Alcohol use is also a major cause of death and disease in Australia.  Alcohol can pose a risk to individuals, families and the broader community. According to the AIHW Australia’s Health 2018 report, alcohol  is estimated to be responsible for 4.6% of the total disease burden in Australia, and for more than 5,000 deaths each year. The annual social cost of alcohol abuse is estimated at $14 billion.

Alcohol dependence

The damage caused by an inability to control drinking manifests in many ways. Alcoholism also has significant social costs to both the alcoholic and their family and friends. Alcoholism has a significant adverse impact on mental health. The risk of suicide among alcoholics has been found to be greater than that of the general public. The physical health effects associated with alcohol consumption may include cirrhosis of the liver, pancreatitis, epilepsy, polyneuropathy, heart disease, increased chance of cancer, nutritional deficiencies, sexual dysfunction, and death from many sources. High-level alcohol consumption (>14 drink units/week) is  linked to an increase in dementia risk.

Are you alcohol dependent?

The CAGE questionnaire is a tool used to assess people for alcohol problems, including dependence. It involves 4 simple questions. If you answer 2 of these as a yes, you could be alcohol dependant and need to speak to someone about it.

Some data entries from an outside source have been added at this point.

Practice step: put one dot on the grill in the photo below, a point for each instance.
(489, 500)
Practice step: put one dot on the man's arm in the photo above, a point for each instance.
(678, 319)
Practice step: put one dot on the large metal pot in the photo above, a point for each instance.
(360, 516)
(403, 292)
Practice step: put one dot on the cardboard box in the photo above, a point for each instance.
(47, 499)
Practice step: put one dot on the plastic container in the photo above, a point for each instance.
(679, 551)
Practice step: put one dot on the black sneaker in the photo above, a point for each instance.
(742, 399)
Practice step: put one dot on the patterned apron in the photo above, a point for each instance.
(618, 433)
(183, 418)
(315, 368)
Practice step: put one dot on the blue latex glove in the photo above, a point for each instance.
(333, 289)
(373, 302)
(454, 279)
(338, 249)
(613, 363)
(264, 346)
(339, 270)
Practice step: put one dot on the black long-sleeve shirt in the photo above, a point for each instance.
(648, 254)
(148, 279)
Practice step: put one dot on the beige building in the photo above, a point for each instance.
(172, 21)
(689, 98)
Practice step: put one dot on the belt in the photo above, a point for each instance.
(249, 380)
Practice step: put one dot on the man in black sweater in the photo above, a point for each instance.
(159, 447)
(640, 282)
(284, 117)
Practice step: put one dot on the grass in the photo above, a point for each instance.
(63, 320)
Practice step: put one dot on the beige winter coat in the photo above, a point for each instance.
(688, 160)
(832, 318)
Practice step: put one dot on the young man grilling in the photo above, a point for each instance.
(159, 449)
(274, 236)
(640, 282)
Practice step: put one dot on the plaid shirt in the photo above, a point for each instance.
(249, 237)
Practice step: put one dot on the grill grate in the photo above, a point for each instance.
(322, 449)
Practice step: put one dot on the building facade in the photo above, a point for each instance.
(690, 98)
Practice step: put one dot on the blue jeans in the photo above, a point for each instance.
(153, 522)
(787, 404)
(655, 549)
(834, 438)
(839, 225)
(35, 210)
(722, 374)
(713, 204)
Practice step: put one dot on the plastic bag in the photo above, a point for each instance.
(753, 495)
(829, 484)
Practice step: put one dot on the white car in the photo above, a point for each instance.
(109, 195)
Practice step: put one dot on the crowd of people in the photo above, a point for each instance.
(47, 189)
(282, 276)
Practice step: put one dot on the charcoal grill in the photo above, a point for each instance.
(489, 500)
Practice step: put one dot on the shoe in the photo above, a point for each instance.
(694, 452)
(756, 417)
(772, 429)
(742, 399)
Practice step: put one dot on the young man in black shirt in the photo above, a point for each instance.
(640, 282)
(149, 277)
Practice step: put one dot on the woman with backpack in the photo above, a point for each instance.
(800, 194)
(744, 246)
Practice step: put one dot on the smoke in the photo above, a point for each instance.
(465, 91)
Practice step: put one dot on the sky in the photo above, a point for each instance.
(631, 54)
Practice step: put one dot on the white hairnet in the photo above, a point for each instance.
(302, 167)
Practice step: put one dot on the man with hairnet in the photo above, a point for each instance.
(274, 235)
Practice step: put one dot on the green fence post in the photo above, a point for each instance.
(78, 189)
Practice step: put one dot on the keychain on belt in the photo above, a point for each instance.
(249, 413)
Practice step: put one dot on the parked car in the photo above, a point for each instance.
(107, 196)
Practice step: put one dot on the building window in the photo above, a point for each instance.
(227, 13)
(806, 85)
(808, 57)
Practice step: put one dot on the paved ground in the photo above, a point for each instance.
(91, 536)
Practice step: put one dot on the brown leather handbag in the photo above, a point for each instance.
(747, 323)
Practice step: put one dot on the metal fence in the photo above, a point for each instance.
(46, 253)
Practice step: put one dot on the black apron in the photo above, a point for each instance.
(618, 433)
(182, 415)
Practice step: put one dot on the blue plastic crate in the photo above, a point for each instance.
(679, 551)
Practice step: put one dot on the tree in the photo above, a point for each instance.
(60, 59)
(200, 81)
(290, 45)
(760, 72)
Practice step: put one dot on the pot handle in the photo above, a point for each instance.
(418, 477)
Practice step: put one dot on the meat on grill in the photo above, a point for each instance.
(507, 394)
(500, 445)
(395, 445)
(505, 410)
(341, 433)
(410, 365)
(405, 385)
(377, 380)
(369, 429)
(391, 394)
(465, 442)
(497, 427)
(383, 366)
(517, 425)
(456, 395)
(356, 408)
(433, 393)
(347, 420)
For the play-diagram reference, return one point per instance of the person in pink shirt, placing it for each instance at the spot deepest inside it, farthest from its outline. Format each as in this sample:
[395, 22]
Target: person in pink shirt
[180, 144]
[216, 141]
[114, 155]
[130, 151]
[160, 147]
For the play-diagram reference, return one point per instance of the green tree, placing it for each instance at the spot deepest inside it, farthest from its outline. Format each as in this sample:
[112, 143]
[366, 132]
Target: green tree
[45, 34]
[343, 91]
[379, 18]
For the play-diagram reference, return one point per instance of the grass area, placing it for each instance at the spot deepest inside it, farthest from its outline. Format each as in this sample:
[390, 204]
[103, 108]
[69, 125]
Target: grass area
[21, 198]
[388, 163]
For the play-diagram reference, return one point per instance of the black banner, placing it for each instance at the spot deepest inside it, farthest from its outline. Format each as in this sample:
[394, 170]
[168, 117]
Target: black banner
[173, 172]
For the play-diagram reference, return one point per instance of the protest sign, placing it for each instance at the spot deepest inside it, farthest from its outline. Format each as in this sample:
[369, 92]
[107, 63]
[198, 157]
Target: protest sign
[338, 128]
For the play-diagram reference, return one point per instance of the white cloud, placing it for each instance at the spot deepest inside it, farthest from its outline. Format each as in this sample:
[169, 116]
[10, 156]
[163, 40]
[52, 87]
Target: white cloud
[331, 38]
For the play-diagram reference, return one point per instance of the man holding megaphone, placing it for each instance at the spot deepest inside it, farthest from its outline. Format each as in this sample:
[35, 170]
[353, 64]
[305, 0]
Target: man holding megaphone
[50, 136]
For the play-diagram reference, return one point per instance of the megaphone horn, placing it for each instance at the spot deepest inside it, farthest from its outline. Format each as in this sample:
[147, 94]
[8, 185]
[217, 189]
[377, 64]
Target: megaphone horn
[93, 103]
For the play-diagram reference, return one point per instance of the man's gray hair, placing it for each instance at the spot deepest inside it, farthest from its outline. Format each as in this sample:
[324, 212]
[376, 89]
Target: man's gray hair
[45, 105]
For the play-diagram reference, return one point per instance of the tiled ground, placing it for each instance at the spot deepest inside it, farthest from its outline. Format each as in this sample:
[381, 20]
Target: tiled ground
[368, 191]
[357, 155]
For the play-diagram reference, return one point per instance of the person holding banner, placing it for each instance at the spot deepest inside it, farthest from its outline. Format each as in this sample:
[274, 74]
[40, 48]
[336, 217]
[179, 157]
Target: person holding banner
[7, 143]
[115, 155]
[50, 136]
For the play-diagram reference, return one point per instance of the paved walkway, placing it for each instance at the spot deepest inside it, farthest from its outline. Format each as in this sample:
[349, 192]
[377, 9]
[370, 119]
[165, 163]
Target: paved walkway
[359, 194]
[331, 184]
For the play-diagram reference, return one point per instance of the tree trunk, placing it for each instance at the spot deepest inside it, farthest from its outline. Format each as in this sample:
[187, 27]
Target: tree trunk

  1. Do you ever feel like you should Cut down your drinking?
  2. Do you ever feel Angry/Annoyed when people try to talk to you about drinking?
  3. Do you ever feel Guilty as a consequence of drinking?
  4. Do you ever need an Eye opener – a drink of alcohol in the morning – before you can function?

Alcohol Treatment

While the effects of alcohol are not directly related to the opiate system, the opioid receptors also detect the body’s own naturally-occurring chemicals such as endorphins. This means the desire to use alcohol and the feeling of reward when it is used can be limited by blocking the opioid receptors with medication. However, our medications do not eliminate the feeling of drunkenness if alcohol is used. Our doctors may also prescribe specific medications for alcohol as part of a relapse prevention program.